Lai et al. (2025) Identification of spatiotemporal changes and driving factors of ecological drought during 1982–2024 across the mainland China
Identification
- Journal: Agricultural Water Management
- Year: 2025
- Date: 2025-12-12
- Authors: Hexin Lai, Shaofeng Yan, Shikai Gao, Ruyi Men, Fei Wang, Mengting Du, Kai Feng, Yanbin Li, Wenxian Guo, Haibo Yang
- DOI: 10.1016/j.agwat.2025.110079
Research Groups
- School of Water Conservancy, North China University of Water Resources and Electric Power, Zhengzhou, China.
- Hubei Institute of Water Resources Survey and Design Co., Ltd., Wuhan, China.

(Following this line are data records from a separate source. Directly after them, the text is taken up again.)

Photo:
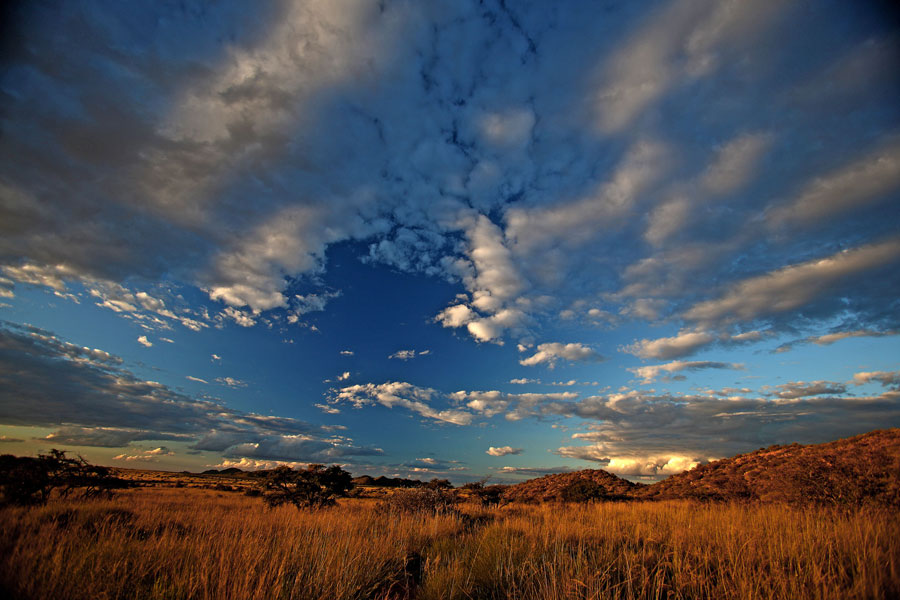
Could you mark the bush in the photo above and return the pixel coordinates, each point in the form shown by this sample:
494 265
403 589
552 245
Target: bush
311 488
439 484
27 480
419 501
490 495
583 490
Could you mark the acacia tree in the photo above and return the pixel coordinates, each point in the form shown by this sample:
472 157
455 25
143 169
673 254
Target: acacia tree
312 488
26 480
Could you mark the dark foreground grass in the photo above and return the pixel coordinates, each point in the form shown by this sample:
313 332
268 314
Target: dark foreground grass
189 543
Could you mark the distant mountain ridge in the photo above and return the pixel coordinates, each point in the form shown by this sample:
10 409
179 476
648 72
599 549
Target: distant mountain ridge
589 484
857 470
864 469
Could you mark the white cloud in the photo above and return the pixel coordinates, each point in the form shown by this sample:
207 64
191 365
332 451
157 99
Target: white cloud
550 353
794 286
328 409
735 163
409 354
230 382
671 347
627 466
147 455
649 373
503 451
413 398
885 378
802 389
242 318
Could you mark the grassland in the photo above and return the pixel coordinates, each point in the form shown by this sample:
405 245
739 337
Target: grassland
166 542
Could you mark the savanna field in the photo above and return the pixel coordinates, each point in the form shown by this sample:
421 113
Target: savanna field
195 542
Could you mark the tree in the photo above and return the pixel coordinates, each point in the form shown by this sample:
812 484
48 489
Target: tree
487 495
582 490
439 484
312 488
26 480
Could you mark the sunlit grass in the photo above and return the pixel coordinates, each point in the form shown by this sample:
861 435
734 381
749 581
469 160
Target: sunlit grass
191 543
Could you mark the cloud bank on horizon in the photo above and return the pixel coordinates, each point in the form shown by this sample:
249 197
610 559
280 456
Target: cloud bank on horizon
687 172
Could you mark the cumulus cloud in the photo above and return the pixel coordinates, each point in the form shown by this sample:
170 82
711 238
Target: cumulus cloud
629 466
649 373
147 455
550 353
231 382
530 177
503 451
688 342
829 338
95 402
405 395
794 286
885 378
676 346
408 354
634 424
801 389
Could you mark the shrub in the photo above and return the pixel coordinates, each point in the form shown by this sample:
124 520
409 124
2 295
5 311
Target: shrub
311 488
490 495
424 501
439 484
27 480
582 490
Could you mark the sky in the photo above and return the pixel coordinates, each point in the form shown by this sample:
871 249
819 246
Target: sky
450 239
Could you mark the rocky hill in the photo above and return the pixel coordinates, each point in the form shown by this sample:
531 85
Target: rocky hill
589 484
864 469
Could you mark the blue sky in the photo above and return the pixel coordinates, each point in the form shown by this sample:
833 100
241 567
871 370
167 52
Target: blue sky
447 239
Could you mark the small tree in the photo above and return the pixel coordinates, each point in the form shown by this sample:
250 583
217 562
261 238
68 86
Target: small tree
439 484
312 488
487 495
25 480
582 490
428 501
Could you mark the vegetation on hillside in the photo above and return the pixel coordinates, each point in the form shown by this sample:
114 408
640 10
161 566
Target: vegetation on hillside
864 469
26 480
580 486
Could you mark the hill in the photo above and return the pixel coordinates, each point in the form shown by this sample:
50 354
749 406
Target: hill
589 484
859 470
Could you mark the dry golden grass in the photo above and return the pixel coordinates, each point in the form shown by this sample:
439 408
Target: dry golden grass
195 543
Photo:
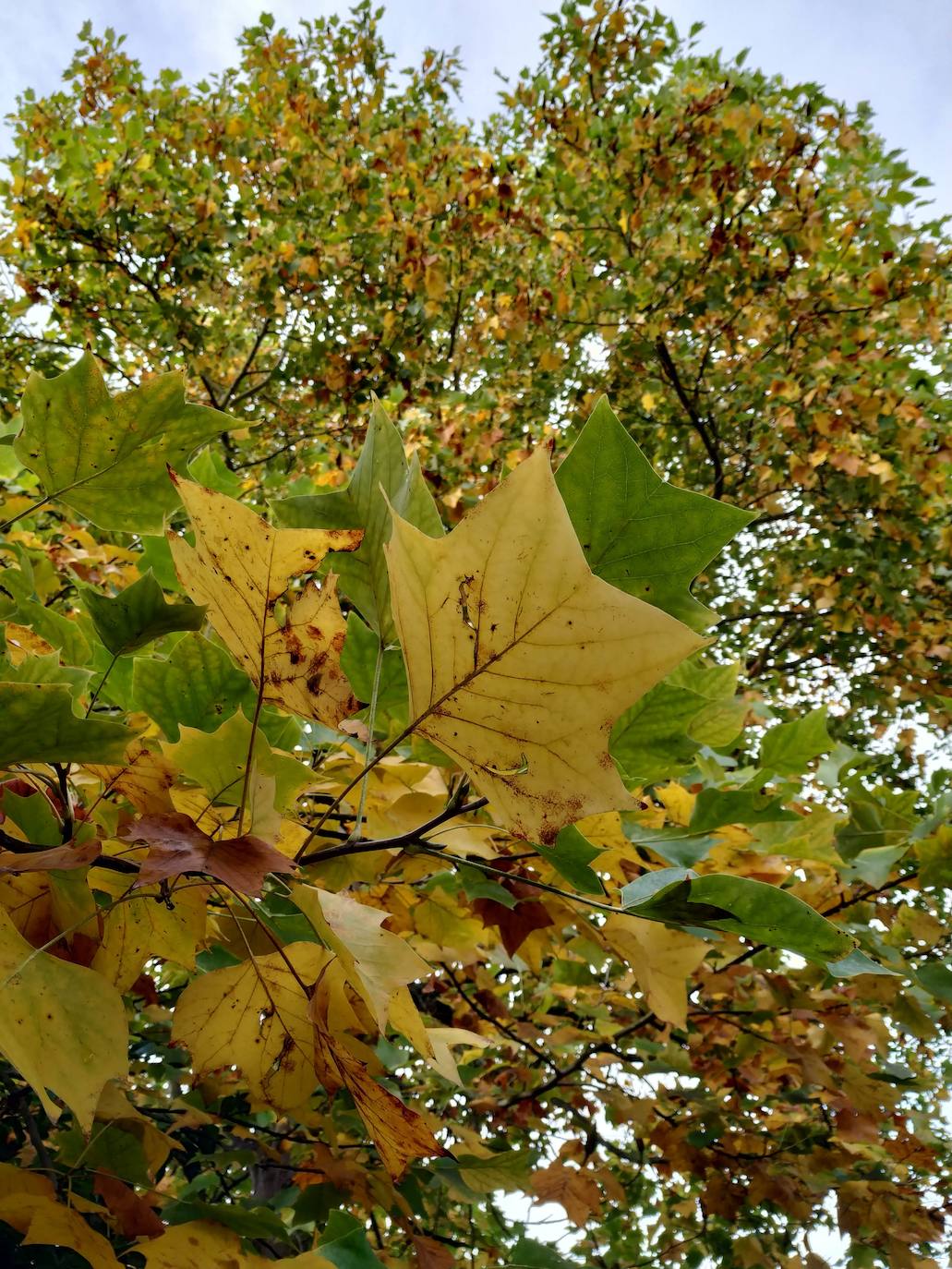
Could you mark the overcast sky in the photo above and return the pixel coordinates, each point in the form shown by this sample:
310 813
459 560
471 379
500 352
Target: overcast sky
895 54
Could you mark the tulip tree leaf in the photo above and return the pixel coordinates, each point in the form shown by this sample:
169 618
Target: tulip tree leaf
64 1025
105 455
139 614
640 533
381 470
519 660
199 685
738 905
37 725
789 747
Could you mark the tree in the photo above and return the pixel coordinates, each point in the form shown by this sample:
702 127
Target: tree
739 263
319 947
414 845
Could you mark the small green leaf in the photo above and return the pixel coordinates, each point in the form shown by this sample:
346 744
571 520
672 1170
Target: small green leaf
250 1222
738 905
789 747
381 470
854 963
139 614
937 980
37 725
639 532
199 685
572 854
344 1242
528 1254
105 455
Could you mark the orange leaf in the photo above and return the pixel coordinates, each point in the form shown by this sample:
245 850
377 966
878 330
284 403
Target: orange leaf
57 857
135 1217
178 845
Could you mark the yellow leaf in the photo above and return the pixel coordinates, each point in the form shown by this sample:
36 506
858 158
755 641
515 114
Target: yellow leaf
46 1222
572 1188
376 962
255 1017
145 778
661 960
434 282
64 1025
20 1180
240 566
144 928
399 1132
519 659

- School of Water Conservancy and Transportation, Zhengzhou University, Zhengzhou, China.
Short Summary
This study utilizes the Standardized Ecological Water Deficit Index (SEWDI) to assess ecological drought across mainland China from 1982 to 2024, revealing a general increasing trend in drought severity since 2000. The research identifies evapotranspiration, soil moisture, and irrigation water as the primary drivers of these spatiotemporal changes.
Objective
- To identify the spatiotemporal evolution, mutation points, and driving factors (climatic and anthropogenic) of ecological drought across mainland China using a standardized index based on vegetation water supply and demand imbalance.
Study Configuration
- Spatial Scale: Mainland China, divided into nine major zones (NAR, NCP, HPR, LPR, QTP, SBR, YGP, MYP, and SCR), with data resampled to a 8 km × 8 km grid resolution.
- Temporal Scale: 1982–2024, analyzed at a monthly resolution.
Methodology and Data
- Models used: Standardized Ecological Water Deficit Index (SEWDI), Bayesian Estimator of Abrupt Seasonal and Trend Change (BEAST), Modified Mann-Kendall (MMK) test, Improved Run Theory, and Wavelet Coherence (Partial Wavelet Coherency - PWC and Multiple Wavelet Coherence - MWC).
- Data sources:
- Famine Early Warning Systems Network Land Data Assimilation System (FLDAS) for meteorological variables.
- High-resolution Sectoral Water Use Dataset (HSWUD) for irrigation water (IW).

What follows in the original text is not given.